# Joining the GSDCA



## WVGSD (Nov 28, 2006)

My membership application for the GSDCA has been received and my first issue of the Review came on Monday. Here I go!!

I do not have a GSD yet as I lost my rescued male on March 7th. With any luck, I will have a female in about one year whose maternal grandfather is the 2008 American and Canadian Grand Victor and whose paternal grandfather is a titled West German show line import. The first breeding of this pairing is on the ground now, however, there are two others in line for pick females and I can have the pick female from the repeat breeding in about one year. There are three females and six males in the brand new litter. 

Now to study! I have been showing another breed in AKC conformation for seventeen years and may give my prospective GSD a go as well. However, I am pretty certain that a handler is in order . I may also do UKC shows and IABCA too as I have friends that do all three. In the meantime, I will continue rescuing and fostering until there is a puppy for me.


----------



## MaggieRoseLee (Aug 17, 2001)

Your on your way! 

Great that you are taking your time. Hey, you think about agility with your dog???


----------



## cliffson1 (Sep 2, 2006)

Good Luck and enjoy yourself!!


----------



## WVGSD (Nov 28, 2006)

MaggieRoseLee said:


> Your on your way!
> 
> Great that you are taking your time. Hey, you think about agility with your dog???

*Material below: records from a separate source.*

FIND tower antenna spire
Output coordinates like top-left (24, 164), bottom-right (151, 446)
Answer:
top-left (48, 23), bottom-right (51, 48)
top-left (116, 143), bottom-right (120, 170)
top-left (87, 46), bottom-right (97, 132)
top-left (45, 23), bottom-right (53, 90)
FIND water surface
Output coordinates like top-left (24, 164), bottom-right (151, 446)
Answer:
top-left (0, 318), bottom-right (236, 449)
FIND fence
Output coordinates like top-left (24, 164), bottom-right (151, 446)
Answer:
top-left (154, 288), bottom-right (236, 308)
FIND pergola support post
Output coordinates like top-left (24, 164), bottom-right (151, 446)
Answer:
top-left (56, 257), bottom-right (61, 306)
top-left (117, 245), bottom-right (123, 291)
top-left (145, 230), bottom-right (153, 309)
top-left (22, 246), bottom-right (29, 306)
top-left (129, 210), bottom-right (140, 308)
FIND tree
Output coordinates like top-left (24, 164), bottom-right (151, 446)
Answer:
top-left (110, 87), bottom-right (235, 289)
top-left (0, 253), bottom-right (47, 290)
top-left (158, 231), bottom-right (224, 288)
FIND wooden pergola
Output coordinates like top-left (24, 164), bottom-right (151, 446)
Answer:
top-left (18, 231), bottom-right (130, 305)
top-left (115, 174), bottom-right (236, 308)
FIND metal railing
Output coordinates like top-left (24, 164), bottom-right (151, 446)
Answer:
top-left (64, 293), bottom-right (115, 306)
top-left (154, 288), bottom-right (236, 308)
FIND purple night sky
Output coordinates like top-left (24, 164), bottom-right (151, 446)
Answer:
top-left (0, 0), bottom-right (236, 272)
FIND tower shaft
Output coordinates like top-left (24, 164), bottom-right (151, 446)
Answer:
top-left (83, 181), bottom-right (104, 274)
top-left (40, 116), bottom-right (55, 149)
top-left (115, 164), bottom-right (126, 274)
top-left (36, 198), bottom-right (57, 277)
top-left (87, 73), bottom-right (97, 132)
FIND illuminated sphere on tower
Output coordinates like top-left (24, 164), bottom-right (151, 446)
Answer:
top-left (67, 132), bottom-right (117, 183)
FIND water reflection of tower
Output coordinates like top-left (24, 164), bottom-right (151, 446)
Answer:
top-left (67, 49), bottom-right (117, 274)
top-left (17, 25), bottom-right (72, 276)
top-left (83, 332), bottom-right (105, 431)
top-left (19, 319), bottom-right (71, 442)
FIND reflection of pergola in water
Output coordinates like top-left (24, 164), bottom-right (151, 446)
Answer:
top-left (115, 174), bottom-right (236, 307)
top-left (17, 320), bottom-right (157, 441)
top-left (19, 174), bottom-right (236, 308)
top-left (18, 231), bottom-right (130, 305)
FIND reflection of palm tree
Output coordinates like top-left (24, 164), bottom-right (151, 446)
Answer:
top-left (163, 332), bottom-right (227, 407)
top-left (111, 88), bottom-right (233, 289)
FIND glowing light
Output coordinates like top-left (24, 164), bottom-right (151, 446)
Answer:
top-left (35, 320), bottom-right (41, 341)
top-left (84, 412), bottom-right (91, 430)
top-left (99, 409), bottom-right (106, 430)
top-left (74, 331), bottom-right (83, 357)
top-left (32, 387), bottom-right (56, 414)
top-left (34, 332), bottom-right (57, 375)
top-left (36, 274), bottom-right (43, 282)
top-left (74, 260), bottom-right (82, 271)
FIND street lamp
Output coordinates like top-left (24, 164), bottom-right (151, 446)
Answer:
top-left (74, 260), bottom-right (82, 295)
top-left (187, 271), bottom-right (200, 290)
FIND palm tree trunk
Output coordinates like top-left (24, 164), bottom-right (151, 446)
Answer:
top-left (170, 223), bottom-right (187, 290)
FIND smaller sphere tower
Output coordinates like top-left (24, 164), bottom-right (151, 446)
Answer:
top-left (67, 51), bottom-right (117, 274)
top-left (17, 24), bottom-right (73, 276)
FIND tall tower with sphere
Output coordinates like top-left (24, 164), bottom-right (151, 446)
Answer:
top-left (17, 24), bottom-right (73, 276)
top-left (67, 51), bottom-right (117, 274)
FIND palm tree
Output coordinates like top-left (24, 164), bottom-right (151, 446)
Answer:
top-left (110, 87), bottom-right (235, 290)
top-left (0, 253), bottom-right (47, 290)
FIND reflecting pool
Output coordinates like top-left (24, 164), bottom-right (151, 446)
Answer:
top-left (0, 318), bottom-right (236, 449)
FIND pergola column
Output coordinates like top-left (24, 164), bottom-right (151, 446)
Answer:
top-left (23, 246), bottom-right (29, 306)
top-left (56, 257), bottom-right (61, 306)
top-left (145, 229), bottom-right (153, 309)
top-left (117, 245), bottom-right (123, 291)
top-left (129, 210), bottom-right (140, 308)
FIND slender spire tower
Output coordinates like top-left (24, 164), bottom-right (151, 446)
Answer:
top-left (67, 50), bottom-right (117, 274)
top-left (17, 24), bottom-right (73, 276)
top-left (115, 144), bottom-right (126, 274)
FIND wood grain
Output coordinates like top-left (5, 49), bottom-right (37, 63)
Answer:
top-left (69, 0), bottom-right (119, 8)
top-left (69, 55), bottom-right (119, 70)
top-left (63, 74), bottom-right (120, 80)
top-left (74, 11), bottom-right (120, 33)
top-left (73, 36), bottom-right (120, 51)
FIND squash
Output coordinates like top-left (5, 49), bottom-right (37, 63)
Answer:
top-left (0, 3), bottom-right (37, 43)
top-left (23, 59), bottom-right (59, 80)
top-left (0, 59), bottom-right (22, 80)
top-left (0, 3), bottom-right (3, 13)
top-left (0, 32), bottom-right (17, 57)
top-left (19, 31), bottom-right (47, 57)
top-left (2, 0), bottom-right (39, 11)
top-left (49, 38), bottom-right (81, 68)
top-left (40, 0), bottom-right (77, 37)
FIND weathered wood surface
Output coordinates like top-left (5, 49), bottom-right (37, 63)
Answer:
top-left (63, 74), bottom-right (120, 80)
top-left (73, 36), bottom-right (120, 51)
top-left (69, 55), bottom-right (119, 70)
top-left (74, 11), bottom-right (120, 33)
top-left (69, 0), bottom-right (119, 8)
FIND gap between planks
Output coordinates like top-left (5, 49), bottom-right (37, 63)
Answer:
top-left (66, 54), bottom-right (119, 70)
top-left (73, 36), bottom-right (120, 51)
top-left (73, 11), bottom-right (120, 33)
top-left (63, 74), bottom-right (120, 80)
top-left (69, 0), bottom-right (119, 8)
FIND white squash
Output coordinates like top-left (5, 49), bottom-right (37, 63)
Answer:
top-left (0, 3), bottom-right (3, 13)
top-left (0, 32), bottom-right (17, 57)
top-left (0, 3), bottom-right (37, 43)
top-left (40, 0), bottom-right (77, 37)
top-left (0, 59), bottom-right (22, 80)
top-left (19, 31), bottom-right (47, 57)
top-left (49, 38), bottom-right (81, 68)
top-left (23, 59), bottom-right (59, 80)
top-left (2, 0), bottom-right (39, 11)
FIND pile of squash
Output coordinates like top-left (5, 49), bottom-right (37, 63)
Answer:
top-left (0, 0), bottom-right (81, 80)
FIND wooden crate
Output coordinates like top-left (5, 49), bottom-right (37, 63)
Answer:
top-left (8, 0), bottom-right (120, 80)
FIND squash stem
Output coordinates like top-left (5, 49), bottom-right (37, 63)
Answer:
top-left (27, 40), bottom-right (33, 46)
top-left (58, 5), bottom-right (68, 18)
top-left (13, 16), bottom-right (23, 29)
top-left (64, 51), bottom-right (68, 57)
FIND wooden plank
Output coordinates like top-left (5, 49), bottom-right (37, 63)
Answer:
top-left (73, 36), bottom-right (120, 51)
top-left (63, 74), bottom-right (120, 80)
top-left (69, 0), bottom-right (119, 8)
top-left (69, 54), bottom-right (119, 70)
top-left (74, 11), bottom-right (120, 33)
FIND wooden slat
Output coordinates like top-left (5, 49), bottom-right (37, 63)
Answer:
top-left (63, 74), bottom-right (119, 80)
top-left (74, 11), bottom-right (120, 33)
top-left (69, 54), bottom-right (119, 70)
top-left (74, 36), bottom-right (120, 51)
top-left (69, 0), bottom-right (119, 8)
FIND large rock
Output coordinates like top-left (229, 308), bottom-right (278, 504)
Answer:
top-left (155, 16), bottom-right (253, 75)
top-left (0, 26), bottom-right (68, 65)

There are a few good trainers within one hour of me, so agility and rally as well as traditional obedience are all possibilities. In the 90s I put two CDs on non-GSDs in the past and have kept my current dogs trained at the basic level, so anything is possible. I love training and expect to keep any and all dogs that I have (personal and fosters) involved at some level throughout their lives.


----------